What about liquidity?
As a treasurer, I also care about liquidity and slippage. How do I get my liquidity and how fast? What is the slippage? Especially when I have to disinvest. At what price do I start and what price do I end up with? You always must know how deep the market is, when and where can I get it, and what will happen if everyone is doing the same. One benefit of Bitcoin is that it is tradable 24 hours. I don’t have the gap risk that overnight the prices will be different.
What about securities lending with Bitcoin? Could this trend emerge?
Securities lending seems like the bigger opportunity for banks in coordination with their clients. When a client opens his account, the bank can just give him the securities lending agreement. This way the client can be made aware that he is about to lend out his cryptocurrencies and get a few basis points in margin. Some of the clients will sign this agreement, others won’t. But this is a standard that needs to happen with cryptocurrencies.
Why sec lending? And what is the difference to repo lending?
If somebody is short an asset, this someone can borrow the asset from me. The lender is getting a fee, which the borrowers have to pay. Sec lending is more of an open-end transaction. You can also terminate this sec lending immediately. With cryptocurrencies, the fees borrowers would have to pay to borrow the assets would just be very high, I assume.
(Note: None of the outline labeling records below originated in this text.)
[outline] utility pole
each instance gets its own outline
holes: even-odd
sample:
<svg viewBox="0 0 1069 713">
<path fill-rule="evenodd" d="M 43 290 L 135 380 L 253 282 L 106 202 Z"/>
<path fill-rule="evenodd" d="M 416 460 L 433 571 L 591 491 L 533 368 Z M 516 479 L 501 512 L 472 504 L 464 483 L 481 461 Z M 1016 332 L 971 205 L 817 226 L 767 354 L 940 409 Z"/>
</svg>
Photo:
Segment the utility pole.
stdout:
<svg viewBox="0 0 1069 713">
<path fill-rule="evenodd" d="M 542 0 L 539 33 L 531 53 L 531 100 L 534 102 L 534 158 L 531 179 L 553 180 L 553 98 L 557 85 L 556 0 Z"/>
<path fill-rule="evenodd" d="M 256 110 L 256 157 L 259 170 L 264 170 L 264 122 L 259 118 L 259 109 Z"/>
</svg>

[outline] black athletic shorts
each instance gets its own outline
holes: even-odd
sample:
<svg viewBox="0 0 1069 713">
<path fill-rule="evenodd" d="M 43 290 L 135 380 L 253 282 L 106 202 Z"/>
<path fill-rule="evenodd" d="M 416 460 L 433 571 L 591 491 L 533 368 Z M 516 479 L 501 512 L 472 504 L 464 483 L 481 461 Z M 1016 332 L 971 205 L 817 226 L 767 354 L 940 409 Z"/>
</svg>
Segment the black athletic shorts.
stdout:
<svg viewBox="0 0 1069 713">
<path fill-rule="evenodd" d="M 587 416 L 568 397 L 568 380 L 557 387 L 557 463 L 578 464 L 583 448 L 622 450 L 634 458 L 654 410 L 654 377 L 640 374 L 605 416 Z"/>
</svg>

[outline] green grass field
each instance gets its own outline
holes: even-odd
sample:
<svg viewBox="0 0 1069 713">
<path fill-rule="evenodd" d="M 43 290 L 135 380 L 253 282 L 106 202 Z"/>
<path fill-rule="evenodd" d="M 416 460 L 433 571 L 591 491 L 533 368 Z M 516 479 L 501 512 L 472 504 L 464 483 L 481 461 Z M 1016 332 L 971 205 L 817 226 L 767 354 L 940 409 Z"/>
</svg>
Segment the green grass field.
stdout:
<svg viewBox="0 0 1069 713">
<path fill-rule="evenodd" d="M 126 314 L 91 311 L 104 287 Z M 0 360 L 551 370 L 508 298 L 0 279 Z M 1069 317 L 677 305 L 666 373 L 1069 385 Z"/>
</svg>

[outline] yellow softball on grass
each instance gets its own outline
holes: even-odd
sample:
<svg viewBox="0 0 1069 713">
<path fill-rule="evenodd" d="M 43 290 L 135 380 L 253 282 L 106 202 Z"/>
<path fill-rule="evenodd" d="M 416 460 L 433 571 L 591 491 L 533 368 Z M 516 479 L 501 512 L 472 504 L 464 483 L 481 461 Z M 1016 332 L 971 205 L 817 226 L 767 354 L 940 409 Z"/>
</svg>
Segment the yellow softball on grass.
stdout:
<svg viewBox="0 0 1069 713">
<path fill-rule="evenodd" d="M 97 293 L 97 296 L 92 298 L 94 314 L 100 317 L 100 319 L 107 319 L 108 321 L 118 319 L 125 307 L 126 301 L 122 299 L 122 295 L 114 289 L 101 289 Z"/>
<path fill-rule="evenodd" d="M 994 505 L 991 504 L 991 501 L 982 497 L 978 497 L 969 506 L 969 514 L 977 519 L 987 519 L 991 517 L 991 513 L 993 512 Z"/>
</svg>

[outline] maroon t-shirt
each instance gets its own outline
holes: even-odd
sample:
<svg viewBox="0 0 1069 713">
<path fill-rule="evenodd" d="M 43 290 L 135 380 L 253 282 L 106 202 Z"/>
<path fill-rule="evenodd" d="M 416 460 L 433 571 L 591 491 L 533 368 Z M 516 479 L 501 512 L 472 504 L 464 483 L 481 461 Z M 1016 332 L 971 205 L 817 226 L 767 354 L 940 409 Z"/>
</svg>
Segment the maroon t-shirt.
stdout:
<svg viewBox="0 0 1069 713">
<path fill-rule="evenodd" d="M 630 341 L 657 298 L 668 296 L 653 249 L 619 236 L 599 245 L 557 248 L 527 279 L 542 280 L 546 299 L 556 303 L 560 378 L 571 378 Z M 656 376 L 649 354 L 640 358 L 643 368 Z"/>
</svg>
There would need to exist platforms/systems that could provide sec-lending type opportunities. And for the traders on this platform, would need to know their counterparty. Whom am I trading with? Do I have reputational risk? KYC is something, which is very important.
Thomas – thank you for your time and for your insights! We look forward to expanding further on these topics in the future.
Thank you for having me, always a pleasure!